By Fr. Joseph Sia
Something very important is about to happen in our diocese and all Catholics in Southeast Iowa ought to be excited for it! I am referring to the Mass of Conferral of Holy Orders (also known as “ordinations”) which will be celebrated Saturday, June 1, at 10 a.m. in Sacred Heart Cathedral in Davenport.
This will be a moment of hope for us all. Two men are scheduled to be ordained as priests and one man as transitional deacon. I strongly encourage all of you to attend this Mass and invite your families and friends as well. If you are not able to go that day, you may come the evening before, May 31, at 5:15 p.m., to Sacred Heart Cathedral where we will pray vespers followed by Mass and then a holy hour of adoration dedicated to these men. Of course, you are welcome to attend both if you can!
Since ordination Masses don’t happen frequently, I thought I’d do a “Q&A” on frequently asked questions about the sacrament of holy orders:
Q: Why is this sacrament called “ordination?”
A: The word “ordination” [ordinatio] was used in ancient Rome to signify the appointment of a citizen to a civil office and was adopted by the church to signify the consecration of a faithful to an ecclesiastical ministry. Those who receive this sacrament are enrolled into their respective groups [ordo] of deacon, priest and bishop.
Q: What are the three degrees of the sacrament of holy orders?
A: These are the diaconate, presbyterate and episcopate. Deacons receive the first degree; priests, the second; while bishops possess the fullness of ordination by receiving the third degree.
Q: Who is the minister of ordination?
A: The bishop, who can confer the three degrees. While a bishop can ordain a deacon and a priest on his own accord, he needs the mandate from the pope to ordain another bishop.
Q: Who can receive the sacrament of holy orders?
A: A male Catholic whose vocation has been approved by the church and who possesses the prescribed requirements and is free of any canonical impediment.
Q: What is the matter of the sacrament?
A: The laying on of hands by the bishop.
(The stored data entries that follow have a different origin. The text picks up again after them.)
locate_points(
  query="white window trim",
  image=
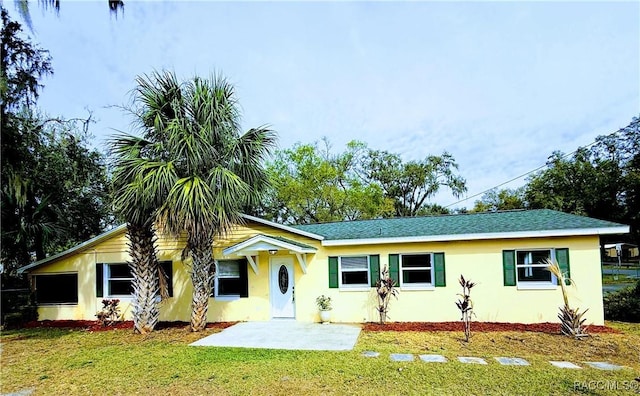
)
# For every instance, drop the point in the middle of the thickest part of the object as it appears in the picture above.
(223, 297)
(537, 285)
(60, 304)
(106, 267)
(417, 286)
(359, 286)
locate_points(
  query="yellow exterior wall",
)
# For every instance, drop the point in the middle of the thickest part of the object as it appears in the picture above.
(480, 261)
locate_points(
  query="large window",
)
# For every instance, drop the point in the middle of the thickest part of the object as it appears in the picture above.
(532, 268)
(56, 288)
(115, 280)
(118, 279)
(354, 271)
(417, 270)
(231, 279)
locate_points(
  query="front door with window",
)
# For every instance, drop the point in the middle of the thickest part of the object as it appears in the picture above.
(282, 297)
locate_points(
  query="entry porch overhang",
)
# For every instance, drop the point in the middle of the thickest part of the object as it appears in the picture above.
(251, 248)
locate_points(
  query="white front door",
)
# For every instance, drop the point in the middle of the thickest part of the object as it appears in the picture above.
(282, 298)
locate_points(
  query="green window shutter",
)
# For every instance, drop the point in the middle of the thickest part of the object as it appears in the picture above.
(438, 264)
(374, 269)
(394, 268)
(99, 280)
(333, 272)
(167, 268)
(509, 267)
(244, 279)
(562, 257)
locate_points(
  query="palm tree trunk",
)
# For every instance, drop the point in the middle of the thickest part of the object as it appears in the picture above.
(144, 269)
(201, 277)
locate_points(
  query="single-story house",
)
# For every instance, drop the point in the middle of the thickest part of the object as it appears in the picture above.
(267, 270)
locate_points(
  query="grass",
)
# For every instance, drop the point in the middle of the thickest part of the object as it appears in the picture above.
(609, 279)
(60, 361)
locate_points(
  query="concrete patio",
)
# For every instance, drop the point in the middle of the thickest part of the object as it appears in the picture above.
(285, 334)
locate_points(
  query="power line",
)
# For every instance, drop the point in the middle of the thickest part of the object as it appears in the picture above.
(527, 173)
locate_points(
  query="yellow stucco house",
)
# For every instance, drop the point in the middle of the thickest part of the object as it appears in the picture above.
(267, 270)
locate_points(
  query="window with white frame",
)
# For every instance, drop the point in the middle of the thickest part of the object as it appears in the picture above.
(532, 267)
(229, 280)
(354, 271)
(416, 270)
(118, 280)
(56, 288)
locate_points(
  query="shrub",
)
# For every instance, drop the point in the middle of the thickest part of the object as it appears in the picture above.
(465, 305)
(385, 288)
(571, 319)
(110, 312)
(323, 302)
(623, 305)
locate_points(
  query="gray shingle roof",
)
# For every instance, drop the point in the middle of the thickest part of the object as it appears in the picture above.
(474, 223)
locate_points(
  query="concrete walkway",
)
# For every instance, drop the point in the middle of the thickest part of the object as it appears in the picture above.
(285, 334)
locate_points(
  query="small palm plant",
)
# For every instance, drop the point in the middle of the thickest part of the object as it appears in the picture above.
(465, 305)
(571, 320)
(385, 289)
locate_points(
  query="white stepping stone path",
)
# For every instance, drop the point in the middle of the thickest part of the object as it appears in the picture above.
(563, 364)
(433, 358)
(512, 361)
(472, 360)
(401, 357)
(604, 365)
(505, 361)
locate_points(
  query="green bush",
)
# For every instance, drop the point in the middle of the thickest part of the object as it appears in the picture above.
(623, 305)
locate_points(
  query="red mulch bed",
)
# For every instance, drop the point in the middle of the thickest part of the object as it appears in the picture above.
(551, 328)
(94, 325)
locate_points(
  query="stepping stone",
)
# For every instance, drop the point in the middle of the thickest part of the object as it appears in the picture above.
(563, 364)
(433, 358)
(604, 365)
(512, 361)
(401, 357)
(466, 359)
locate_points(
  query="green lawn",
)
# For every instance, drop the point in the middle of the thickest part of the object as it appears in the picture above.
(610, 279)
(58, 361)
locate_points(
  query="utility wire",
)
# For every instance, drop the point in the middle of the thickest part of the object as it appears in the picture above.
(528, 173)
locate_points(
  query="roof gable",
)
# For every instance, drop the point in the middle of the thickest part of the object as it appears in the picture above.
(519, 223)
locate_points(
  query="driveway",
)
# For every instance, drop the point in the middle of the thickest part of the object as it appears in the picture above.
(285, 334)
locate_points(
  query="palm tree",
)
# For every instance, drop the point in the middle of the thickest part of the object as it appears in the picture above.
(203, 169)
(138, 195)
(131, 203)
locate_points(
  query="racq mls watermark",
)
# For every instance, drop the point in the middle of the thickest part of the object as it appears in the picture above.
(632, 385)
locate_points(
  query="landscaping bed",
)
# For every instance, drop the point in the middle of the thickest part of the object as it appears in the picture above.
(94, 325)
(549, 328)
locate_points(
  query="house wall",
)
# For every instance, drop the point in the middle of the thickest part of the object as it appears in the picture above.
(177, 308)
(480, 261)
This is in accordance with Acts 6:6, “They presented these men (the first seven deacons) to the apostles who prayed and laid hands on them.”
Q: What is the form of the sacrament?
A: The prayer of consecration, which the bishop prays while laying (or extending) his hands over the candidate. There are specific words for the ordination of a deacon, priest and bishop.
Q. What are the signs of office that the ordinand receives at ordination?
A. 1. The deacon receives the Book of the Gospels, which represents his mission to preach the Good News.
2. The priest receives the chalice and paten, which represent his power to celebrate the Eucharist.
3. The bishop receives the ring, which represents his fidelity to the church; the miter, symbol of his authority, and the crosier, symbol of his jurisdiction.
Q. What are the other rituals observed at a Mass of Ordination, especially for a priest?
A. Among the other interesting things that happen at a Mass of Ordination:
1. The bishop anoints the hands of the new priest with sacred chrism.
2. The new priest is vested with a stole and chasuble by a brother priest.
3. The new priest concelebrates his first Mass with the bishop.
4. The new priest gives his first blessing to the bishop and others present.
Q: Is there a plenary indulgence associated with receiving the first blessing of a priest?
A: Not with the first blessing but, rather, with attendance at his first Mass (together with the other conditions — confession, receiving Communion, praying for the intentions of the Holy Father and being truly sorry for all one’s sins).